Alberto Gonzales, who appears before the Senate yesterday as US President George W. Bush's nominee for attorney general, plans to offer an unapologetic defense of a draft memorandum he wrote in 2002 describing parts of the Geneva Conventions as "quaint" and "obsolete," administration officials said on Wednesday.
Critics of the Bush administration, who stepped up their attacks Wednesday on Gonzales, the White House counsel, have called on him to repudiate the memorandum, which contended that the Geneva Conventions did not apply to prisoners taken in the war in Afghanistan.
But a senior administration official who is involved in preparing Gonzales for what could prove a contentious hearing said that Gonzales would not back down from the legal rationale he had laid out in the memorandum.
"He'll explain what he meant -- that he stands by the decision not to grant full protection to al-Qaeda and the Taliban under the Geneva Conventions and that that position was correct legally and for important public policy reasons," the administration official said.
On Wednesday night, reporters released the text of what it said was the opening statement that Gonzales planned to deliver yesterday, in which he said he would abide by treaties prohibiting the torture of prisoners.
"After the attacks of 9/11, our government had fundamental decisions to make concerning how to apply treaties and US law to an enemy that does not wear a uniform, owes no allegiance to any country, is not a party to any treaties and -- most importantly -- does not fight according to the laws of war," the statement said.
Asserting that the president was committed to defending the country "always in a manner consistent with our nation's values and applicable law, including our treaty obligations," the statement continued, "I pledge that if I am confirmed as attorney general, I will abide by those commitments."
Over the last several weeks, Gonzales has been meeting with aides at the White House in mock court sessions -- or "murder boards," as aides call them -- to prepare for Thursday's hearing, officials said.
Aides play the part of senators, questioning him about his positions on issues including guns, affirmative action and federal cutbacks in financing for local police programs.
Unlike his predecessor, Attorney-General John Ashcroft, whose views on most major issues were well known from his days in the Senate, Gonzales comes into his confirmation hearing without a record on many policy questions.
In the sessions, officials have spent the bulk of their time questioning Gonzales about his positions on the treatment of prisoners in the US campaign against terrorism.
The sessions have focused on two documents that have opened Gonzales to criticism: the 2002 memorandum he wrote on the Geneva Conventions, and a Justice Department opinion that he solicited that year that gave a narrow definition of torture, saying it "must inflict pain that is difficult to endure." The administration has since repudiated that much-criticized definition.

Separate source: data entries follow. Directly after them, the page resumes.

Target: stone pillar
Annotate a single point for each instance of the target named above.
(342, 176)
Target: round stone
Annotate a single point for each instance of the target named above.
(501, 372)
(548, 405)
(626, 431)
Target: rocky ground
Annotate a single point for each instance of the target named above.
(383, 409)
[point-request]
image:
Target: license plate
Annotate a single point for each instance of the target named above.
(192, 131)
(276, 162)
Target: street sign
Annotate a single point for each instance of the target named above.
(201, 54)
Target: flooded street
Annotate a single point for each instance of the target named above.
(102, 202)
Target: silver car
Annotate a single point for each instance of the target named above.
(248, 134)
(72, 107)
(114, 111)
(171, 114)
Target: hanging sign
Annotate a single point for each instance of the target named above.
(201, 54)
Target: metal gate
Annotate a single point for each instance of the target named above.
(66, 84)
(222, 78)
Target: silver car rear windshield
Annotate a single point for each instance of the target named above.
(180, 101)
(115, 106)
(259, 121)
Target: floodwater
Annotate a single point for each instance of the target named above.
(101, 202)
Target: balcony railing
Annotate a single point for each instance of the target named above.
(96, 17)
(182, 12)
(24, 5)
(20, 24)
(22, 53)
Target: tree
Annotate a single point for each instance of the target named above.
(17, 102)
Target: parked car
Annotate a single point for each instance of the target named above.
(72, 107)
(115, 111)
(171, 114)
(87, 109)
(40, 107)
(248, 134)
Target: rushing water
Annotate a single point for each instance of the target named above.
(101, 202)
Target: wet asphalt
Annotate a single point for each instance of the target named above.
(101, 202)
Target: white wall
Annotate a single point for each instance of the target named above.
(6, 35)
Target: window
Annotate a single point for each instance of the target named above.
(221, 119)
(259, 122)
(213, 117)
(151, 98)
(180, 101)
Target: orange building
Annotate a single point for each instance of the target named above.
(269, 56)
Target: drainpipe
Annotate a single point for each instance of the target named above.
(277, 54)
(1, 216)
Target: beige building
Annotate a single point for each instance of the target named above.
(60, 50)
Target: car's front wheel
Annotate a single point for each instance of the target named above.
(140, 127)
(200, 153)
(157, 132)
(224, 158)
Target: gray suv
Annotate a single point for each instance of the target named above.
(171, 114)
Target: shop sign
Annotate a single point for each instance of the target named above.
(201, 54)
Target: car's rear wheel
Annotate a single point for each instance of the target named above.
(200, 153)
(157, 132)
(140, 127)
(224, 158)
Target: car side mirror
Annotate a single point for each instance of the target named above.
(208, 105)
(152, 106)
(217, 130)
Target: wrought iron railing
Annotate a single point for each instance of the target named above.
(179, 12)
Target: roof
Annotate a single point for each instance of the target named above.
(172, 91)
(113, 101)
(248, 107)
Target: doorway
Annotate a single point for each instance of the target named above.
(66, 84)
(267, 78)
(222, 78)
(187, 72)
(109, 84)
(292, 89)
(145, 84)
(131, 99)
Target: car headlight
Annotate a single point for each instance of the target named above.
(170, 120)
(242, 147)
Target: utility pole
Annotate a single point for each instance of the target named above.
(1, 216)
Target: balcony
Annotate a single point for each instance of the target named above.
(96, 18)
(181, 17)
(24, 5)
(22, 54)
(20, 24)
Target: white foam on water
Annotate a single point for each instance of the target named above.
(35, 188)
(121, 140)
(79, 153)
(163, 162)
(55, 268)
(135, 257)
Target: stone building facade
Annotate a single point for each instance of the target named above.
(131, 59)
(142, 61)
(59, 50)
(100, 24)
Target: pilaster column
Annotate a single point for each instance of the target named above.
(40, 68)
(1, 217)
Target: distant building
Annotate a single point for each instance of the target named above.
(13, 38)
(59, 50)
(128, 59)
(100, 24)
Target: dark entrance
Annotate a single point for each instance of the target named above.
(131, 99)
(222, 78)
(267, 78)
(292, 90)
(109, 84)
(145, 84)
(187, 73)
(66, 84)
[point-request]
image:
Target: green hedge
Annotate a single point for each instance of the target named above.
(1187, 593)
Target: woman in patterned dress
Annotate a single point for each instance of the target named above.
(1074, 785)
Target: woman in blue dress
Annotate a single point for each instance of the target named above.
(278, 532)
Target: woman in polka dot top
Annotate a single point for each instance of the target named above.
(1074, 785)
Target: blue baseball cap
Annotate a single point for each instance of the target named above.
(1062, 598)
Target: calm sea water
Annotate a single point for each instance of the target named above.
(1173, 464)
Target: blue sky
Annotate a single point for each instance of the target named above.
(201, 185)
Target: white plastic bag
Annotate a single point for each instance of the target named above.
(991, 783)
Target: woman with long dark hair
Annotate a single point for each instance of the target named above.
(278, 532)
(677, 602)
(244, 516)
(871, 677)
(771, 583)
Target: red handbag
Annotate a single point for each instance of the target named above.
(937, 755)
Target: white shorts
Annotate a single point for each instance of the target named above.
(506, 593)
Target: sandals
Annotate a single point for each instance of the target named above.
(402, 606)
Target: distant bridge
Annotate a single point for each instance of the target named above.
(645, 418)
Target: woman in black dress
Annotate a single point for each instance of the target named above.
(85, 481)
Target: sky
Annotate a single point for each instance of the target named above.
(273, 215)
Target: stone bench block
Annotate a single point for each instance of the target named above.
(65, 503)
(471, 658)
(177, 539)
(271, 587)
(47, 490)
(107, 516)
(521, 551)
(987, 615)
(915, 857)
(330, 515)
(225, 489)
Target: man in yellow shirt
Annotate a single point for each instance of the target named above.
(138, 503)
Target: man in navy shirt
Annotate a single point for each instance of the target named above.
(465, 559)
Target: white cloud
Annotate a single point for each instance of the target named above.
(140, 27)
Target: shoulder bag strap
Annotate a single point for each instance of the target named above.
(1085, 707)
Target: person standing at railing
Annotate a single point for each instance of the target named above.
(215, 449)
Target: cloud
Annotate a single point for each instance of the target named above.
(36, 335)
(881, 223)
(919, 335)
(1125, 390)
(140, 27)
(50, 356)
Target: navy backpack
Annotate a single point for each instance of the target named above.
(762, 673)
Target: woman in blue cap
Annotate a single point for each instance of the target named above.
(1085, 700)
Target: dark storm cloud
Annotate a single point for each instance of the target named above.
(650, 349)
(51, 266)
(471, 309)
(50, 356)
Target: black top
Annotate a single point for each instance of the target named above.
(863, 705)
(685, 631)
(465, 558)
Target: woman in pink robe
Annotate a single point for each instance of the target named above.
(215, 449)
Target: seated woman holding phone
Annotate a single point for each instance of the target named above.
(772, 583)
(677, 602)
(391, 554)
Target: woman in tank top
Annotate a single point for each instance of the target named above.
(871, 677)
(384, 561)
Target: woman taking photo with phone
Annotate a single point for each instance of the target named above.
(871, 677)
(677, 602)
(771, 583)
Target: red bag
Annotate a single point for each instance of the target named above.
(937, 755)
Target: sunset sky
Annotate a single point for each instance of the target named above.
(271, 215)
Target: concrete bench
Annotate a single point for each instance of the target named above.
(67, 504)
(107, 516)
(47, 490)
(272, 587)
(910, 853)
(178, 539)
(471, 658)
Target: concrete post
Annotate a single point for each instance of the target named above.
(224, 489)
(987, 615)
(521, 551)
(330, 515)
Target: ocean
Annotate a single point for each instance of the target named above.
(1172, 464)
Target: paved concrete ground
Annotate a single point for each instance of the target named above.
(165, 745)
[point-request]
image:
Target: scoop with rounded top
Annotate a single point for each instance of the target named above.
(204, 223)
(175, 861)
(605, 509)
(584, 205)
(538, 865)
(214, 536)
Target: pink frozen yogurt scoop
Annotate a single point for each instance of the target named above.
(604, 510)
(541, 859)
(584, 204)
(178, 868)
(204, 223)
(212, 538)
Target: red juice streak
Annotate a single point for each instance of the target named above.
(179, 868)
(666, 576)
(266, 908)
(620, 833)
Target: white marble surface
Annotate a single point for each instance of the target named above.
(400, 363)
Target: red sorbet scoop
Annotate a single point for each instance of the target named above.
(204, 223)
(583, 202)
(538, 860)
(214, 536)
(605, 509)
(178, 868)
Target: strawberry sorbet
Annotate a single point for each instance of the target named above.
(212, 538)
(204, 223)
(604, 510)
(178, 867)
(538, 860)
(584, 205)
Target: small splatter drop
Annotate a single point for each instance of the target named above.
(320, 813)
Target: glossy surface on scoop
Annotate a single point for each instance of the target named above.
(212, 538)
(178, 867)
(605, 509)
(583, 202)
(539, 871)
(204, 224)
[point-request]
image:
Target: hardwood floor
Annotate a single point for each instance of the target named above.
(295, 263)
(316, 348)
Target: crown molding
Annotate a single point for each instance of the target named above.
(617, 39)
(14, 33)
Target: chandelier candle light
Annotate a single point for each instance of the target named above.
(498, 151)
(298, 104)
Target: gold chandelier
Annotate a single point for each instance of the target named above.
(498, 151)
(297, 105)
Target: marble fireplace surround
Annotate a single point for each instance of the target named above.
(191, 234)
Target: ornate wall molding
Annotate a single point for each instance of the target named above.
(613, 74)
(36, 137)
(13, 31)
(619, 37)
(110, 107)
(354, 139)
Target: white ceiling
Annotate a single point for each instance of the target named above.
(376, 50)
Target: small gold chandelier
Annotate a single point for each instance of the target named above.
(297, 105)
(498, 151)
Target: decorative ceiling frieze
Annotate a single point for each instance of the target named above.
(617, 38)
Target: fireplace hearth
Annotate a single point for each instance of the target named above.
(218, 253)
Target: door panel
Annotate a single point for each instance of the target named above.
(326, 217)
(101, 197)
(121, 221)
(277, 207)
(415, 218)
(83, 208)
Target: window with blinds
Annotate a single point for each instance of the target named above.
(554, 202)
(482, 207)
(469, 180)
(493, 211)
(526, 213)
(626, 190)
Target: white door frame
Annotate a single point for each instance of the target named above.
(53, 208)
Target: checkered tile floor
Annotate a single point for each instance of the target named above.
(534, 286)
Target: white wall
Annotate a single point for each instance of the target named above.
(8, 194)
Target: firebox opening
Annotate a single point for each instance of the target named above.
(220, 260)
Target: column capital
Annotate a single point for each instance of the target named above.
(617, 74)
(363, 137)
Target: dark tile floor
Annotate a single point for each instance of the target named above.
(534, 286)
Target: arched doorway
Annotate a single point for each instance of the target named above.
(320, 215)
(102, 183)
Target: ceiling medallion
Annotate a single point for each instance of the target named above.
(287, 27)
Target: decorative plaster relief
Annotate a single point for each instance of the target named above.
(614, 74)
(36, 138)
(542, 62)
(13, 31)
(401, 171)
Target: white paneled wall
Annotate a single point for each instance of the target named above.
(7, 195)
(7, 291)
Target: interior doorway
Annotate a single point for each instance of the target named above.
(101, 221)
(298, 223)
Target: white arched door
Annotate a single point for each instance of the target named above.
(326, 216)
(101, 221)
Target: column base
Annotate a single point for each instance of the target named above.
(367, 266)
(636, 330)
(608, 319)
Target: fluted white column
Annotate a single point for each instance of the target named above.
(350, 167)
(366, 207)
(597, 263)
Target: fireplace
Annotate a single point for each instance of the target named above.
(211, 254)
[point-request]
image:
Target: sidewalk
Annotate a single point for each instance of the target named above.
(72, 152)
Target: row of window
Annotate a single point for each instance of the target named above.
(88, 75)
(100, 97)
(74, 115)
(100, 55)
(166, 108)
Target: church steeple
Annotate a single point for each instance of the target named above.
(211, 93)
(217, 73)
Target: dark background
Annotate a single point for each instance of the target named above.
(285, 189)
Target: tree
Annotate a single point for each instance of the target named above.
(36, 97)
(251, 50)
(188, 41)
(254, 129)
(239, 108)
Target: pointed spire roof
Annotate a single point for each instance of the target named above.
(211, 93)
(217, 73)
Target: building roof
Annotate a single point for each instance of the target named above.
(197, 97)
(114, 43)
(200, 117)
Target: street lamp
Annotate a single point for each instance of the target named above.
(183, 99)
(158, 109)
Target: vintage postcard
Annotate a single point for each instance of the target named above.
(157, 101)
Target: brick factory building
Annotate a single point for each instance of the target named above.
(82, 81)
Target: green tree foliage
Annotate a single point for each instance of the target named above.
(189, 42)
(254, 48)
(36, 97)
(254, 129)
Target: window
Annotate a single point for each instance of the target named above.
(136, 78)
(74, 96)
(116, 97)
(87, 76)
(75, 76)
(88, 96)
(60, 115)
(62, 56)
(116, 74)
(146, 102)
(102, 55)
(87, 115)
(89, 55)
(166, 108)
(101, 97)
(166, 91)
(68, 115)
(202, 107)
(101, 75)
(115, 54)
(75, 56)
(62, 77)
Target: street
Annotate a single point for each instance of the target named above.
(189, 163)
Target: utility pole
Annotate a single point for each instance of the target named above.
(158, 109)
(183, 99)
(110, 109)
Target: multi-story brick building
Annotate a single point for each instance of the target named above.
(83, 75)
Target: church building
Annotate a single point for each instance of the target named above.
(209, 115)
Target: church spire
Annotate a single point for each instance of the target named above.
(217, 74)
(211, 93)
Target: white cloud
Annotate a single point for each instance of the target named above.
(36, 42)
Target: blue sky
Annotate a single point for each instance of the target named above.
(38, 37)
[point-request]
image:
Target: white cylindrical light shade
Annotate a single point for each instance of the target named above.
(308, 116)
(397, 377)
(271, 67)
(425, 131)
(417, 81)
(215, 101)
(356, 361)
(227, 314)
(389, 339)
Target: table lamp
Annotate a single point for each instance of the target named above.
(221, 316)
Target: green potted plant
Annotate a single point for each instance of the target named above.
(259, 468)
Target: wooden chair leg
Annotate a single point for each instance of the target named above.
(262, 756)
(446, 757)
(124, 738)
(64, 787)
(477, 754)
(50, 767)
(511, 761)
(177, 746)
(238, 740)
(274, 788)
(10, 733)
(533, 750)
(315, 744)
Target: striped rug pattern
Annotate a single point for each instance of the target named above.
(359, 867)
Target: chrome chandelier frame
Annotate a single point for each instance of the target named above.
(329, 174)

"We know that those two documents are where the Democrats are going to try to beat him up the most," the administration official said.
In the memorandum on the Geneva Conventions, Gonzales suggested that the war on terrorism had changed the ground rules for the treatment of enemy prisoners.
"In my judgment, this new paradigm renders obsolete Geneva's strict limitations on questioning of enemy prisoners and renders quaint some of its provisions requiring that captured enemy be afforded such things as commissary privileges, scrip (ie, advances of monthly pay), athletic uniforms and scientific instruments," he said.